The colorful glimmer of faerie fire lit up the spires of Menzoberranzan as Tali sat silently on the upper terrace of her home and stared out over the city far below. In one hand she held a crystal glass of the heavily spiced green wine she favored, and with the other, she toyed with the ends of the cord that formed a belt for her dress. Her children were asleep, her husband away on surface business, she had dismissed the servants for the evening, and she found her thoughts returning to the questions that often plagued her.

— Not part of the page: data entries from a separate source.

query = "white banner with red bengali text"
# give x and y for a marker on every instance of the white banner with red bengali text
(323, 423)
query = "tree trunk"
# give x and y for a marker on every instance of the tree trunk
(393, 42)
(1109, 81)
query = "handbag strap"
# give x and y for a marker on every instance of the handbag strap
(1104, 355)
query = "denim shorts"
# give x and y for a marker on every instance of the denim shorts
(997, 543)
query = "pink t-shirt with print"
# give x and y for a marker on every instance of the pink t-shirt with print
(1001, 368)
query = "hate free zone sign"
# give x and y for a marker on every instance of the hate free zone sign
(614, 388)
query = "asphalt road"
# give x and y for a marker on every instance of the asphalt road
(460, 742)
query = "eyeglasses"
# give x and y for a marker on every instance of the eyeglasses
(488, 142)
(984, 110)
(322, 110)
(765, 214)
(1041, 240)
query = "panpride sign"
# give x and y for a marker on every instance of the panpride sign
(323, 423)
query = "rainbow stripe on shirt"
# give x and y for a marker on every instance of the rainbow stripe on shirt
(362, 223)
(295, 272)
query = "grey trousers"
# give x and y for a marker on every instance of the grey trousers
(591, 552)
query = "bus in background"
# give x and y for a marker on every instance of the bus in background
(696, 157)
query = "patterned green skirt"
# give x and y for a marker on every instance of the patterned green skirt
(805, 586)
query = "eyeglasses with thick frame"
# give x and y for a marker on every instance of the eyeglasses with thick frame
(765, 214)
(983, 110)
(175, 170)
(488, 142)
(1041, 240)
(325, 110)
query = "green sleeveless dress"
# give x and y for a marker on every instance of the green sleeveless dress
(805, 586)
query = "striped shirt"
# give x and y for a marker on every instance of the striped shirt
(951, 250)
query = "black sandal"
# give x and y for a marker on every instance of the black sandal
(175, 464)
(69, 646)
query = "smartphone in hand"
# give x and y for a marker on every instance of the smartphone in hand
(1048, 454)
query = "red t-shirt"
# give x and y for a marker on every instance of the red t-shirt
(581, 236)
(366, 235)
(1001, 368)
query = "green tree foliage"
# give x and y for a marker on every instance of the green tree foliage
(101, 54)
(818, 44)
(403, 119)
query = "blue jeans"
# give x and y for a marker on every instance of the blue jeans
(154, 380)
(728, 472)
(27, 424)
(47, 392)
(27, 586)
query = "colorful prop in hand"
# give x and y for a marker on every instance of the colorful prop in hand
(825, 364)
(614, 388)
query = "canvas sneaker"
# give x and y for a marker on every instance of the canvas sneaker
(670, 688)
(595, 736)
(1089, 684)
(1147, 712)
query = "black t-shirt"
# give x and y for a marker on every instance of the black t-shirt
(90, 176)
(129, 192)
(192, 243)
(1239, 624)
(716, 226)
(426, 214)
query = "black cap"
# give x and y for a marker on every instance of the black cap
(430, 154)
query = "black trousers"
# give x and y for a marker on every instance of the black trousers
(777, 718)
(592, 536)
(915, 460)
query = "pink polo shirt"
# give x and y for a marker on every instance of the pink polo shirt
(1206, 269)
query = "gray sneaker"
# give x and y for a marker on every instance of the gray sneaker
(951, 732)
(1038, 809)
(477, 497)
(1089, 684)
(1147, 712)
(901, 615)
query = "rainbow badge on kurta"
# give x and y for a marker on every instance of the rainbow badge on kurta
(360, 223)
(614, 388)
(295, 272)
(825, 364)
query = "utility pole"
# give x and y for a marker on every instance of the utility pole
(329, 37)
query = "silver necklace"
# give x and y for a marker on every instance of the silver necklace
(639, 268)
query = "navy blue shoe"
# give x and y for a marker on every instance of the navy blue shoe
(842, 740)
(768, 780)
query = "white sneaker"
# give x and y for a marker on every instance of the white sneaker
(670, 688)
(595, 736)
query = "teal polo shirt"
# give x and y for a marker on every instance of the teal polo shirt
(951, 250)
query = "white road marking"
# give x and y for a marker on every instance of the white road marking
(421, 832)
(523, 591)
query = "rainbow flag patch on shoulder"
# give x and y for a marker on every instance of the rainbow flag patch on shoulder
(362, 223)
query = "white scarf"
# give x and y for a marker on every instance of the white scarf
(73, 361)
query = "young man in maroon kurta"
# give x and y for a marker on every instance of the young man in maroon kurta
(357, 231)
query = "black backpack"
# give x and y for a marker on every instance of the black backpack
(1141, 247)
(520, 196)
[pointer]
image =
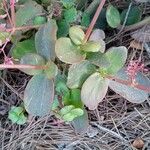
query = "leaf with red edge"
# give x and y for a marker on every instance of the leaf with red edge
(94, 90)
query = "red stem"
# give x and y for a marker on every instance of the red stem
(13, 17)
(90, 28)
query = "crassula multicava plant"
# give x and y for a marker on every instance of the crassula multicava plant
(92, 68)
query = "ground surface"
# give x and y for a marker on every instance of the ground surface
(114, 125)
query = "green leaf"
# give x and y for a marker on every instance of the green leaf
(68, 117)
(78, 73)
(60, 85)
(91, 46)
(23, 48)
(16, 115)
(63, 28)
(76, 34)
(77, 112)
(113, 16)
(114, 59)
(45, 40)
(75, 98)
(132, 94)
(39, 20)
(70, 14)
(51, 71)
(3, 37)
(68, 3)
(32, 59)
(134, 15)
(67, 52)
(94, 90)
(97, 34)
(27, 12)
(39, 95)
(95, 58)
(81, 123)
(55, 103)
(65, 110)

She had just started to reflect upon her fears, and her doubts that she could do a good job of this 'goddess' thing, when a voice interrupted her worries. Disoriented, she glanced up, then around, and then realized that she was alone, and the voice was coming from far away, loud enough to echo over even her own thoughts. She shook her head to clear it, and was just about to dismiss it as a trick of the wind carrying noise from the city, when the voice came again. This time, she fell still and silent, and listened.

The voice, a man's voice, was strong, but tired and despairing, choked with injury, effort, and tears. "I am dying. There is no one near to help me. Lady, if there's any justice left in this world, please grant me the strength to show them one last fight and take some of them with me."

It was a prayer, she realized, from someplace far distant on the surface. It was still a very new thing to her; she hadn't yet found many true followers, and the whispers in her mind came few and far between. Still, it aroused her curiosity, so she set the wineglass aside on a low table and rose to her feet. She took only a moment to focus and determine the location of the voice, then simply vanished in a whisper of silk.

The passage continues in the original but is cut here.